Earlier this month, EMI released a DVD of this Covent Garden production of Il barbiere with DiDonato in her famous pink cast.  From the wheelchair, she sings Rosina alongside Juan Diego Flórez’s Count Almaviva and Alessandro Corbelli’s Bartolo.  Royal Opera House music director Antonio Pappano conducts the production, directed by Moshe Leiser and Patrice Caurier.  Just before her first wheelchair-bound performance, DiDonato told London’s Evening Standard: “If Moshe and Patrice had said before we started, ‘We’re going to put you in a wheelchair,’ I would have declared it pure Eurotrash and stormed out.  I got introduced to my wheelchair at about five o’clock and had just half an hour of preparation onstage beforehand.  In the story, Rosina is caged; the beautiful thing is that tonight that became something quite literal: I felt trapped in the wheelchair.  That helped dramatically.  This was one of the most thrilling nights I’ve ever spent in the theater.”

Another red-letter Rossini achievement for DiDonato was the release of her second acclaimed solo recording for Virgin/EMI – Colbran, the Muse, devoted to the fiery arias Rossini wrote for his wife, Spanish soprano Isabella Colbran. The disc features three arias from La donna del lago, including “Tanti affetti in tal momento.”  Released last October, the recording reinforced DiDonato’s status as the Rossini singer of the moment, scoring high on theBillboard classical chart and earning such praise as Time Out New York’s declaration that it set a new “gold standard” for Rossini.

Joyce DiDonato: singer, actress… blogger

Raised in Prairie Village, Kansas, and graduating from Wichita State University, DiDonato trained with young artist programs of the San Francisco, Houston, and Sante Fe opera companies.  Along with her signal successes in Rossini, Handel, and Mozart, DiDonato has been a devoted advocate of new music.  She made her New York City Opera debut as Sister Helen Prejean in Jake Heggie’s Dead Man Walking, and with Houston Grand Opera she premiered and recorded the roles of Meg in Mark Adamo’s Little Women and Katerina Maslova in Tod Machover’s Resurrection.

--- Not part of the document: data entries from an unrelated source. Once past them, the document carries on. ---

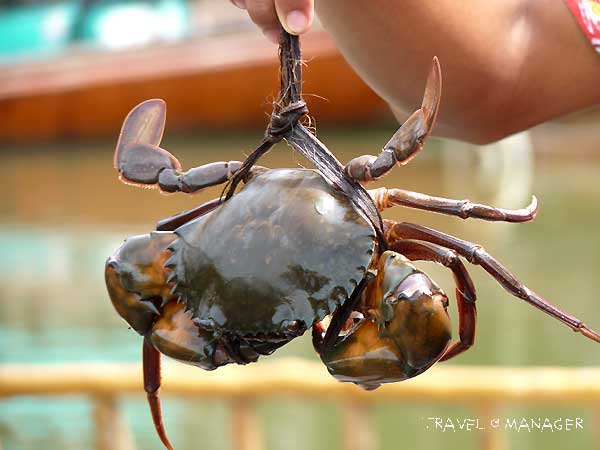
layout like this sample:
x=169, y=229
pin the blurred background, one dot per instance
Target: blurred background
x=69, y=73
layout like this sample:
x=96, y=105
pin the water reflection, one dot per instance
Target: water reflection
x=63, y=212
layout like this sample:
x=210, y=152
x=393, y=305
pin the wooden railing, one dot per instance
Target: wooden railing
x=482, y=388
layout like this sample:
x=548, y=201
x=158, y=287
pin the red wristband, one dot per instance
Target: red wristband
x=587, y=14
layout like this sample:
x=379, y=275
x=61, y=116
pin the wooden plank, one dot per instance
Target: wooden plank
x=309, y=379
x=213, y=83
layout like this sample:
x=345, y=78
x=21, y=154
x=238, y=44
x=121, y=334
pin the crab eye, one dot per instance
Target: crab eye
x=415, y=284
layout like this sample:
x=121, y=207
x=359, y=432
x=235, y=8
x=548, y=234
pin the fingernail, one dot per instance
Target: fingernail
x=272, y=35
x=296, y=22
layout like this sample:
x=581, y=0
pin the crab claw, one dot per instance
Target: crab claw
x=138, y=158
x=408, y=141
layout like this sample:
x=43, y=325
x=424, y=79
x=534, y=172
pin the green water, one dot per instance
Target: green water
x=63, y=212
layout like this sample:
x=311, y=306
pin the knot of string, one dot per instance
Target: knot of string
x=284, y=119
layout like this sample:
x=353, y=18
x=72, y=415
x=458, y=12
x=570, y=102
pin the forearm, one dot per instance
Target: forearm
x=506, y=64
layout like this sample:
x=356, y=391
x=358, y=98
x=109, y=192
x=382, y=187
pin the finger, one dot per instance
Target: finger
x=262, y=13
x=239, y=3
x=296, y=16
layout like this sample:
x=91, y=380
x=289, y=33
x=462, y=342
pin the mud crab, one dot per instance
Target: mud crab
x=232, y=280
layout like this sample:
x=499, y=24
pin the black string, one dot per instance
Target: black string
x=288, y=112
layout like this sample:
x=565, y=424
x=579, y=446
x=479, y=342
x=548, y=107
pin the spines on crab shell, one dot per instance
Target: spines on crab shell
x=171, y=264
x=285, y=248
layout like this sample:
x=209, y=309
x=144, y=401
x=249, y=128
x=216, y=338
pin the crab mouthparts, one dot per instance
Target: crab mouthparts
x=349, y=326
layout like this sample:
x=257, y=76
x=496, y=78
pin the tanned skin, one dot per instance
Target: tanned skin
x=508, y=64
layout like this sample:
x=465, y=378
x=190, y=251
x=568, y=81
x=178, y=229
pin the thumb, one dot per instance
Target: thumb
x=296, y=16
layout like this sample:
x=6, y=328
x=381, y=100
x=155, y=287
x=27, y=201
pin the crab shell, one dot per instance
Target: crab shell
x=285, y=251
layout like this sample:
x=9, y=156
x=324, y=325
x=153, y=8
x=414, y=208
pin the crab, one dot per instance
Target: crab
x=230, y=281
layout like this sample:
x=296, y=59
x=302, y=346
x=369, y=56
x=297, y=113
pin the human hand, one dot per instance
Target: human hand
x=296, y=16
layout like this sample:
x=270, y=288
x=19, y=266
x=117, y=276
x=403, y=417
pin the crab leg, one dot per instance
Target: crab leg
x=140, y=161
x=174, y=222
x=465, y=290
x=151, y=358
x=408, y=141
x=386, y=198
x=476, y=254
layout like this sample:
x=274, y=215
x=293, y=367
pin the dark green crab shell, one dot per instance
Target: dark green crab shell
x=287, y=247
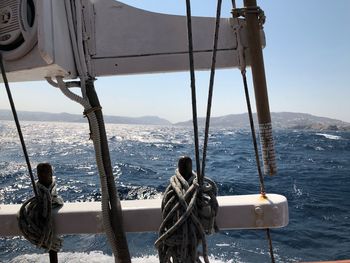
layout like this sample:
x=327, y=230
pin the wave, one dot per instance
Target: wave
x=92, y=257
x=329, y=136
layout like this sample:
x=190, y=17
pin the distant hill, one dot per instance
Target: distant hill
x=67, y=117
x=280, y=120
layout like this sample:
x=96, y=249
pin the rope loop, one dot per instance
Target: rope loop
x=35, y=220
x=242, y=12
x=188, y=212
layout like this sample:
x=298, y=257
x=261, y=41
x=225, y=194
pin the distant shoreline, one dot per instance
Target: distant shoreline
x=280, y=120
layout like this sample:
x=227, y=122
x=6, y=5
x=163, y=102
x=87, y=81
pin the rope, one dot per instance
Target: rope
x=111, y=208
x=35, y=220
x=107, y=200
x=211, y=85
x=186, y=219
x=19, y=130
x=252, y=128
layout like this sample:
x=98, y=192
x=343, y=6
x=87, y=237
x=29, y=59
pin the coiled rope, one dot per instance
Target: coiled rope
x=189, y=205
x=35, y=220
x=187, y=217
x=111, y=207
x=52, y=253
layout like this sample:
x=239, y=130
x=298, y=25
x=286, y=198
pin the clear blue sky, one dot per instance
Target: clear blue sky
x=307, y=60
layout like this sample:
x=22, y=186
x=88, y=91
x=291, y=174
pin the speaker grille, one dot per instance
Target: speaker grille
x=10, y=31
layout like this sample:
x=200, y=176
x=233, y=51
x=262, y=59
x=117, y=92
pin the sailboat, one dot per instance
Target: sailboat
x=65, y=40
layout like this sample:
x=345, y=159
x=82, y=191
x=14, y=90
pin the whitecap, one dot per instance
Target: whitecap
x=329, y=136
x=92, y=257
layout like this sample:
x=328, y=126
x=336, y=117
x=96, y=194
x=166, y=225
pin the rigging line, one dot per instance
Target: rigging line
x=14, y=112
x=211, y=85
x=257, y=158
x=261, y=178
x=193, y=90
x=233, y=3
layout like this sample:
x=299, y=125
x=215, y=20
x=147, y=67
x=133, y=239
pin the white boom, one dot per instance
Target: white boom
x=235, y=212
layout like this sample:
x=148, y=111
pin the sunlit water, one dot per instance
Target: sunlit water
x=314, y=174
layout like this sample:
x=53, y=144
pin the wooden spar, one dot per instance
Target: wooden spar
x=260, y=86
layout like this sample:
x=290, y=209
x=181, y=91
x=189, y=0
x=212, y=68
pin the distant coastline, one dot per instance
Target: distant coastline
x=280, y=120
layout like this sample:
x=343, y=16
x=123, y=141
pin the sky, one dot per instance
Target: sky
x=307, y=63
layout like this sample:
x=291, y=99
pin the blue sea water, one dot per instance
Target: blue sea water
x=314, y=175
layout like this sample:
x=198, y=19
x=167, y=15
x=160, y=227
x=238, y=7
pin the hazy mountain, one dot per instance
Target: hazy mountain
x=280, y=120
x=66, y=117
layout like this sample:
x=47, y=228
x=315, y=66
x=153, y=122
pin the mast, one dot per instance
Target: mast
x=260, y=86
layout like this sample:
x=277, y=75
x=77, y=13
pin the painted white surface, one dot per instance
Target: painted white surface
x=235, y=212
x=122, y=40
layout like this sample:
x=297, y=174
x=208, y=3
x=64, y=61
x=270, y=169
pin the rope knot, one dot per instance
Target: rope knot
x=188, y=211
x=35, y=220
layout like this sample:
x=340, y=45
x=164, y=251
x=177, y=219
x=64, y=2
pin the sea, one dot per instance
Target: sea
x=313, y=173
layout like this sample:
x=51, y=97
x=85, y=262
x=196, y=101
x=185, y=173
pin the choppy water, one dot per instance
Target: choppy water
x=314, y=174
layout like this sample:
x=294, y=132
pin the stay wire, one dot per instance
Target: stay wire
x=193, y=90
x=211, y=85
x=19, y=130
x=255, y=143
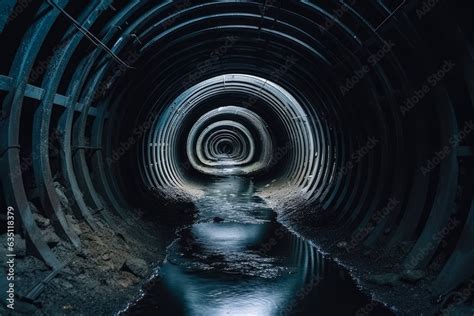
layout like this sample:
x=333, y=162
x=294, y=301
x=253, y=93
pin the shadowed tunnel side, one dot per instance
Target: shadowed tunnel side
x=357, y=116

DiDonato’s 2006 debut solo recording – The Deepest Desire, on the Eloquentia label – presented songs by Aaron Copland, Leonard Bernstein, and Jake Heggie.  A second Eloquentia disc, titled ¡Pasión!, featured 20th-century Spanish songs.  The mezzo-soprano had two Billboard-charting albums in 2009 as a Virgin/EMI artist:Furore, a set of mad scenes from Handel’s operas, and Colbran, the Muse, a collection of Rossini arias.  Her other recordings include Handel duets with Patrizia Ciofi (Virgin/EMI), a live recital on a Venetian theme (Wigmore Hall Live), and portrayals of the title roles in complete recordings of Rossini’s La Cenerentola (Naxos) and Handel’s Alcina, as well as key roles in Handel’s Floridante (Archiv Produktion/DG) and Radamisto(Virgin/EMI).  DiDonato also stars in DVDs of Handel’s Hercules (as Dejanira, from Opéra de Paris, 2005, Bel Air Classiques), Mozart’s Don Giovanni (Donna Elvira, from the Royal Opera House, Covent Garden, 2002, Opus Arte), and Rossini’s Barbiere di Siviglia (Rosina, from Paris Opéra, 2002, TDK) and La Cenerentola (title role, from Barcelona, 2008, Decca).

DiDonato’s honors include the Metropolitan Opera’s Beverly Sills Award, the Royal Philharmonic Society’s Singer of the Year, an Opera News award, and citations from Operalia and the Richard Tucker Music, George London, Sullivan, and ARIA Awards Foundations.

Notwithstanding her whirlwind existence as a top singer-actress on the world’s great stages, DiDonato is an indefatigable blogger.  She shares her warm-hearted observations and photographs from life on the road and at home via her Yankee Diva blog at yankeediva.blogspot.com.  Blogging last July about singing from a wheelchair in the Covent Garden Barbiere, DiDonato joked: “From here on out, I declare that no one (please!) ever ever ever wish me again, in the American fashion (despite it being Independence Day), to: ‘BREAK A LEG’.”